# Think Bayes Chapter 7: Prediction

Page 72, Think Bayes by Allen B. Downey.

Author introduces the Boston Bruins problem where we are supposed to determine the posterior distribution of λ, where λ is the long-term average goals per game.

In section 7.2 he proceeds to compute the distribution of goals for each team.

I have trouble understanding why this is done. Are these two not the same?

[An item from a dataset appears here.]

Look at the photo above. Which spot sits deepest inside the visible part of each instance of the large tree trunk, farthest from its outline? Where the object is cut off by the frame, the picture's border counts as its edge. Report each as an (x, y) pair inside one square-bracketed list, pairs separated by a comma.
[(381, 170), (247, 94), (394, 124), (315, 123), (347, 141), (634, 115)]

The first plot seems to be confusingly labeled. It is the posterior distribution of the parameter of interest $$\lambda$$. So if the model is that the number of goals is Poisson distributed, the first plot shows the computed distribution of $$\lambda$$ after looking at the data. That is: given the data, what are likely values of $$\lambda$$ for future matches? It seems that bruins will, on average, score higher than the canucks.
The second plot is for some fixed lambda. For instance, after sampling once from the distribution of $$\lambda$$ above, a number 2.7 is drawn for the "bruins" and 2.9 for the canucks. This gives a specific shape of the density of a Poisson distribution with that parameter. That is a specific probability of goals in a single match with that parameter. Note how the slightly higher number for the canucks shifts the pmf to the right. If you look at the area under the curves you see that it is less likely that they score less than three goals, and more that they score 3 or more goals than the bruins.
The confusion arises because the expected value (mean) of a random variable distributed as Poisson, is equal to the parameter $$\lambda$$.